Anecdotal evidence but:
I'll have at least 200 feet in the ground cooling which would be worth 4,800 BTU/hrs or 1406 watts at a 1 degree F delta in that guys setup. I'll have cooler, deeper soil but a higher pipe density due to overlapping the loop once. My geographical location, depth, soil types, water table, and natural water run off to this spot will be the most important factors the cooling capacity.BTW, it turns out that the thermal flux per-linear-foot of SDR-11 HDPE pipe is almost independent of pipe diameter (at least, for 0.75", 1.00", 1.25" sizes).
Smaller diameter pipe has less surface area, but also thinner walls -- so in each case, the net heat transfer is about 7.1 BTU/hr-LinearFootOfPipe-°F (+/- 1%).
For example, my 3-ton Envision ND038 at stage2 extracts 24,000 BTU/hr from my loop's 1000 ft of in-ground pipe. That's 24 BTU/hr/LinearFootOfPipe, so the required average delta-T across the pipe wall is: 24/7.1 = 3.4°F.
If my math is OK (corrections welcome), this shows that the T.C. of (my) loop piping is only about 20% of the heat transfer picture.
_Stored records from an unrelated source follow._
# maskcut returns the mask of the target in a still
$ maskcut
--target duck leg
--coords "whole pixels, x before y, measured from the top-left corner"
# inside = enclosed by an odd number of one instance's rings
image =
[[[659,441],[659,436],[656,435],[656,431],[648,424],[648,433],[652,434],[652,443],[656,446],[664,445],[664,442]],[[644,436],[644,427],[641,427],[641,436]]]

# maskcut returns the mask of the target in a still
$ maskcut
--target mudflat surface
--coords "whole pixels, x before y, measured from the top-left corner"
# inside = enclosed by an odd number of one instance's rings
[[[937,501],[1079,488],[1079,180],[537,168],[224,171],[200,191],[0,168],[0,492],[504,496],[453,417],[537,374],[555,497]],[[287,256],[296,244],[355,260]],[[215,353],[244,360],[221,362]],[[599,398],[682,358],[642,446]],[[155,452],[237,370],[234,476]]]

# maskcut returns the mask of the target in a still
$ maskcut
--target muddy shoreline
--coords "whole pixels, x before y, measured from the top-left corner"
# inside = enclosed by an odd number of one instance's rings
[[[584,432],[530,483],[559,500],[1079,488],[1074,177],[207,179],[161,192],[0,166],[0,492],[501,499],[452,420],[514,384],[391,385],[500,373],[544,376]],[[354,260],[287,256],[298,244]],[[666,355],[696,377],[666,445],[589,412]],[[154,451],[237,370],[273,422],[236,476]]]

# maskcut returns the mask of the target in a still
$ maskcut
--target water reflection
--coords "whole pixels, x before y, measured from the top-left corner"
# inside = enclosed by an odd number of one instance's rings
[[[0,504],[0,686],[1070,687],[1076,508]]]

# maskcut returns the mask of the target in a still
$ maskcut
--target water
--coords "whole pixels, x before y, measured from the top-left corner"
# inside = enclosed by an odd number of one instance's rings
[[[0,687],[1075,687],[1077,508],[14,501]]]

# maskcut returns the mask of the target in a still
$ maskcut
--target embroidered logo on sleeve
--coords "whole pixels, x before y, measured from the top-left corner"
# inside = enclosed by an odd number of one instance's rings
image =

The other 80% is in the thermal conductivity of the grout and surrounding soil/rock.
That was my original plan until finding this high head pump. Its still a possibility after I get the basic loop finished and test ready. I'll want to collect this single loop data for comparison purposes regardless.
All the connections will be above the ground and mostly valved so tinkering won't be a problem.
Getting the 1-wire system figured out and operation is going to be my biggest bottleneck. If it isn't worth strapping temperature probes to the tubes buried underground this could go a lot faster. I'm starting to convince myself the loop temperature will be so close there that it doesn't matter or the ground will throw them off. Buried in-line sensors are out of the question.
I could place only one sensor in the trench to get the loops soil temperature and only measure the HDPE pipes temperature in-line at its ends. If that's good enough, the loop could be finished in days with the sensors coming online later.
The piping coil arrived today.
The coil markings. I have two fittings to jam into the ends but need to pick up the double clamps. At this "low" pressure they shouldn't leak. Proper fusion bonded connectors for HDPE piping is quite a bit out of the budget.
The Caterpillar 325 xtreme pc project tool.
The four foot wide bucket with a cameo appear of my house in the top right. That corner is where my computers are and where the HDPE pipes will probably come up. The crawl space is several feet high on the side of the hill so working under there will be easy.